C.39 止められぬ 壁打ち重ね 峠越え
もう、自分で自分を笑ってしまいます。
毎日のように「AI」と何度も何度も壁打ちを重ね、天気が良ければ自転車ライドをする。
それだけで十分に満足しているのですから、実におめでたい人生です。
今年も次の次の土曜日には峠を越え、孫たちが通う小学校の運動会へ向かいます。
以前は、
「えっ、自転車で来ましたか!」
などと驚かれていましたが、今ではすっかり当たり前になりました。
早くも中学二年生になった孫が、小学五年生の時、一泊二日で一緒に走った自転車ライド。
その時に書いた作文が高知県の小砂丘賞を受賞し、高知新聞にも掲載されました。
見ず知らずの方から学校宛に年賀状まで届いたこともありました。
あれも、もう昨日のことのようです。
今では、すっかり中学生らしい顔つきになり、サッカーに夢中のお兄ちゃんになっています。
身長140センチほどしかなかった頃、22インチのブリヂストンの自転車で一緒に峠を越えたことを思うと、本当によく走ったものだと思います。
妹も小学五年生になり、お姉ちゃんらしくなりました。
会うたびに「抱っこ、抱っこ」と言っていた姿が、つい昨日のようです。
一番上の孫は、もう二十歳です。
そういう私も、いつの間にか七十二歳の厄年。
人生とは、本当に早いものです。
そんな思い出話もありますが、今、何より楽しいのは「AI」との壁打ちです。
回を重ねるほどに、その面白さが増しています。
私は「note」でも、AIやSNSに頼らず、アルゴリズムも意識せず書き続けてきました。
それでも近頃は、一部の記事がGoogle検索に載るようになり、AIも私の記事を踏まえて壁打ちしやすくなってきました。
以前は、調べることも考えることも、全て一人でやるしかありませんでした。
まさに一人相撲です。
今でも問い立てと最終判断は、全て自分自身が行います。
しかし、その途中のプロセスには雲泥の差があります。
AIは即座に解析してくれます。
その分、解析内容が高度になるほど、今度は私自身の理解力が問われます。
振り返れば、この探究は六十年がかりでした。
そして今取り組んでいる案件だけでも一年になります。
その一区切りを、今日か明日には迎えようとしています。
普段は何事もマイペースですが、今回はさすがに肩へズシリと荷が掛かっていることを自覚しています。
昨夜のAIとの壁打ちも、とても充実した内容でした。
面白いことに、私の問い立てが少し上達すると、AIはさらにその一歩先を返してきます。
まるで手綱さばきを覚えた途端、駄馬が名馬へ変わったような感覚です。
同時に、それまでの自分の手綱さばきが、いかに拙かったかも思い知らされます。
「目から鱗が落ちる」と言いますが、それも結局は問い立てから始まります。
AIも、
「全てはあなたの問い立て次第です。

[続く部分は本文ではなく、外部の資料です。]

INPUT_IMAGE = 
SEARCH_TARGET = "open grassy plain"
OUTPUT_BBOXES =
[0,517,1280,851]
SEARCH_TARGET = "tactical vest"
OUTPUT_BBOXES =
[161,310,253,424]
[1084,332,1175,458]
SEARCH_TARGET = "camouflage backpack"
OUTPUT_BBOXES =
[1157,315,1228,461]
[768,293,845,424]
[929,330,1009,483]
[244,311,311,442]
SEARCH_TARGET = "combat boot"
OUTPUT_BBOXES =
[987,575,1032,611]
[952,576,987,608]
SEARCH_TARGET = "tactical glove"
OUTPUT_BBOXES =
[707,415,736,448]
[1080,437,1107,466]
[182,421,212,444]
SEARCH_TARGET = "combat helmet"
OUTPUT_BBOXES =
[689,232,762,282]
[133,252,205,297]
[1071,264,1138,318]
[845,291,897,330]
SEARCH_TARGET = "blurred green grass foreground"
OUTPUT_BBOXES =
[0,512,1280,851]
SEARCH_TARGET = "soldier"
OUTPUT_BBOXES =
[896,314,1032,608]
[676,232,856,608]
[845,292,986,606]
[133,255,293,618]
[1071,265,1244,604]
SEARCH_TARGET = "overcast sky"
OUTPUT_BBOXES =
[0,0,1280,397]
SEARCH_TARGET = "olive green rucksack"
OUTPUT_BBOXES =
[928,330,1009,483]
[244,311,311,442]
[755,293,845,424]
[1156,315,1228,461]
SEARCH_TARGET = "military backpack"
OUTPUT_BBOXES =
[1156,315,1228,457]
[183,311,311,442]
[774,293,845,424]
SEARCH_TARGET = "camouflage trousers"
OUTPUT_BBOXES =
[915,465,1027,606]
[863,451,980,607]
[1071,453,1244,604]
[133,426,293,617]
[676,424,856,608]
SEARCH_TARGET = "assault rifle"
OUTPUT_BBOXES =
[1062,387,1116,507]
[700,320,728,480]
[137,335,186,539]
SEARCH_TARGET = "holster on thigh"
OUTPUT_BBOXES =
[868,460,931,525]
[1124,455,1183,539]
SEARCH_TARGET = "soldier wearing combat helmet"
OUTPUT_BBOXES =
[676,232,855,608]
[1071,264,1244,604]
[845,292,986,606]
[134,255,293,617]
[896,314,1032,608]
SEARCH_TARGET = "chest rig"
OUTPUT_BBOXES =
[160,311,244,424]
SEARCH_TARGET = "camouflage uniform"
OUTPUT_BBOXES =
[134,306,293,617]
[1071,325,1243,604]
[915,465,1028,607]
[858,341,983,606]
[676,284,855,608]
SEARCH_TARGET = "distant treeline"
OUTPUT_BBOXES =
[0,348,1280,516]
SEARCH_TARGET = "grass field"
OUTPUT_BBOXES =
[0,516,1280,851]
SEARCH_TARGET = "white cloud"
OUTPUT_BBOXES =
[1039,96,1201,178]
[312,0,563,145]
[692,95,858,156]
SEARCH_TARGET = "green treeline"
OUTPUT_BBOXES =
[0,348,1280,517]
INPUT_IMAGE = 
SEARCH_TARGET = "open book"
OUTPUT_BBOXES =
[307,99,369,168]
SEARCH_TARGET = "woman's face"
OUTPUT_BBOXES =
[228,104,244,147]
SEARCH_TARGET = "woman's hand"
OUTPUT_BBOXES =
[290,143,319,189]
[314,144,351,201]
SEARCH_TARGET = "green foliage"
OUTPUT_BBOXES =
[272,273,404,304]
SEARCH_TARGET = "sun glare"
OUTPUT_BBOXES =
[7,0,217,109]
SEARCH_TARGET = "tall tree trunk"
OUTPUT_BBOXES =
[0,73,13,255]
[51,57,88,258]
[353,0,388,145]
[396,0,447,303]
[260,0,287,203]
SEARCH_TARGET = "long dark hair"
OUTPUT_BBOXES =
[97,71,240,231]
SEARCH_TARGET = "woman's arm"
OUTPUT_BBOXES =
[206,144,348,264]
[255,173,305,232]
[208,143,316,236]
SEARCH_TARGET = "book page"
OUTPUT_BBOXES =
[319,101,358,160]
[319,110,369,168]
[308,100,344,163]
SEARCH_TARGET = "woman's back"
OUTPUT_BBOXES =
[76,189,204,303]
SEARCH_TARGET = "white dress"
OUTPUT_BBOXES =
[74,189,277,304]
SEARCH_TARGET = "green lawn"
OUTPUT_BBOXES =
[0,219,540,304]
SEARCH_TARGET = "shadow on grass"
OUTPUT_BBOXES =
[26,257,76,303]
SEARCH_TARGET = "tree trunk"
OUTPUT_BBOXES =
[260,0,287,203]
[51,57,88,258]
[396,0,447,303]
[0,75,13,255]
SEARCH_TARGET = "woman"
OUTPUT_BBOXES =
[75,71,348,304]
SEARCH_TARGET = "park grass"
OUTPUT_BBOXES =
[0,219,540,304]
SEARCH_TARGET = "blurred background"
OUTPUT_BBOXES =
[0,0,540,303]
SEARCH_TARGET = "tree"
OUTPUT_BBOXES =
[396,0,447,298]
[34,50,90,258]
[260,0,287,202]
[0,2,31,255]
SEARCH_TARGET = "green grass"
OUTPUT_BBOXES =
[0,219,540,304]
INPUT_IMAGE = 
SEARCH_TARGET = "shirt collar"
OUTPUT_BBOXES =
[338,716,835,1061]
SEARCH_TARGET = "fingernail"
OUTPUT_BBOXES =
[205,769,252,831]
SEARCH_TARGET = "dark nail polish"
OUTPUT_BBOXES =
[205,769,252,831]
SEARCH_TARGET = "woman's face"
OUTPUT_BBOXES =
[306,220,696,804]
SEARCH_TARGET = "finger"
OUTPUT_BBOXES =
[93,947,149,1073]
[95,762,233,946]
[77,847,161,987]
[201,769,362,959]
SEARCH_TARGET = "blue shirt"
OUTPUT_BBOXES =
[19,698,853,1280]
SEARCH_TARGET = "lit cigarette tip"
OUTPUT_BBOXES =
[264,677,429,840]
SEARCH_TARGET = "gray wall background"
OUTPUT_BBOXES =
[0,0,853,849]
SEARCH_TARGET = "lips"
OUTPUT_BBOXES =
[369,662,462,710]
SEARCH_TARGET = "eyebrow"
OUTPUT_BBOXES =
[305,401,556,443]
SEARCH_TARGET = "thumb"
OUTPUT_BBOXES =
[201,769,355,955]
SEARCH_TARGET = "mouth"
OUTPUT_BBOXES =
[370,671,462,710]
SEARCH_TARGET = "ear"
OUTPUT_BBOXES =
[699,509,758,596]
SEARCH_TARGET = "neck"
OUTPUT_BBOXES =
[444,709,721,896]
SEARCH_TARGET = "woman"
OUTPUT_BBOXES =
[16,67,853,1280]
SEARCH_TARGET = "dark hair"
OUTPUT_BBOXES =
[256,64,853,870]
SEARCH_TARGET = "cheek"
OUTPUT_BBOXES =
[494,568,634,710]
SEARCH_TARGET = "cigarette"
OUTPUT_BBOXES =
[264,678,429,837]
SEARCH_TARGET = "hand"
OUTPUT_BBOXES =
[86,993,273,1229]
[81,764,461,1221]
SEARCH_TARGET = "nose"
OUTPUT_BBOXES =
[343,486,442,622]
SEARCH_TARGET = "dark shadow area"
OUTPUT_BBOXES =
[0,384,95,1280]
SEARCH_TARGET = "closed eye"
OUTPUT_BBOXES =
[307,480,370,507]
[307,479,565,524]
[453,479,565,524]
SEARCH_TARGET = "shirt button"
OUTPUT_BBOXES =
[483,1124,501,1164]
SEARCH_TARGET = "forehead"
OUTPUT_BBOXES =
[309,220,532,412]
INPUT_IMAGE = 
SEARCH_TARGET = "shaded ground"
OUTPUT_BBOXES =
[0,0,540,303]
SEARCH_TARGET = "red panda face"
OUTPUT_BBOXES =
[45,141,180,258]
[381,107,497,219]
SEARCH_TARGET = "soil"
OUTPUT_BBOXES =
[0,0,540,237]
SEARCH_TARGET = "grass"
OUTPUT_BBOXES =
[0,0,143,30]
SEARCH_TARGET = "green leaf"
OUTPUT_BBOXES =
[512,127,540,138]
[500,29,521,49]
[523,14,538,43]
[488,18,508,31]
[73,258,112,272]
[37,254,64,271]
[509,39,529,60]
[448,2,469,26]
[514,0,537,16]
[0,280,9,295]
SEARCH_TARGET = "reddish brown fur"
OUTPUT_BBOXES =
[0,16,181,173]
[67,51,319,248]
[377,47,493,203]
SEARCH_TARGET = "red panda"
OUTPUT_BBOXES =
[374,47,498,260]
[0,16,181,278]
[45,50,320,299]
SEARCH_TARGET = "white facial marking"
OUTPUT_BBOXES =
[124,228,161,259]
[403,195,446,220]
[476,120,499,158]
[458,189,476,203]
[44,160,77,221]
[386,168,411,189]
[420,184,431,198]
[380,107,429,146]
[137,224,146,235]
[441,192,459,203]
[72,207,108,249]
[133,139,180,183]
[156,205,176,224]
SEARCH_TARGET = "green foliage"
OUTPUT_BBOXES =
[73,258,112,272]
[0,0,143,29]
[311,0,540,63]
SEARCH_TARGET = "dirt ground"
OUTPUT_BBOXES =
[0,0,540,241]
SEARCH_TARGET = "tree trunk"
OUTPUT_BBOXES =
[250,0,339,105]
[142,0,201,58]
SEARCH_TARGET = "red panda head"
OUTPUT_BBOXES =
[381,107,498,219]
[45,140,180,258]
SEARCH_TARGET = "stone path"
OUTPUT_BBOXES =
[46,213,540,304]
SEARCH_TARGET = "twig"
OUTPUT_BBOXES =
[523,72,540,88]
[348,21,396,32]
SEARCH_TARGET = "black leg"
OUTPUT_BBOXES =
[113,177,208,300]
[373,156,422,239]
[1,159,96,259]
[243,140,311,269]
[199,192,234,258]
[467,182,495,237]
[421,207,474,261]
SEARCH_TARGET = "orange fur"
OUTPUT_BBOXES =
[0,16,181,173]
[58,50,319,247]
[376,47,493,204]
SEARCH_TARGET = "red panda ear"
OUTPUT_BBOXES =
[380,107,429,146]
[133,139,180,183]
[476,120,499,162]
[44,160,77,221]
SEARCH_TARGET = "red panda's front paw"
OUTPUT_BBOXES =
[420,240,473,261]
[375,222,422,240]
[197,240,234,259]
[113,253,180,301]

」
という趣旨の解析を返してきます。
もっとも、それで構いません。
AIには意識がありません。
だからこそ、私は私のペースで進めれば良いのです。
一区切りついたら、今日も五十キロほど軽く走ってこようと思います。
この気分転換が実に素晴らしい。
AIとの壁打ちと自転車ライド。
この二つが、今の私の人生を実に心地よくループさせてくれています。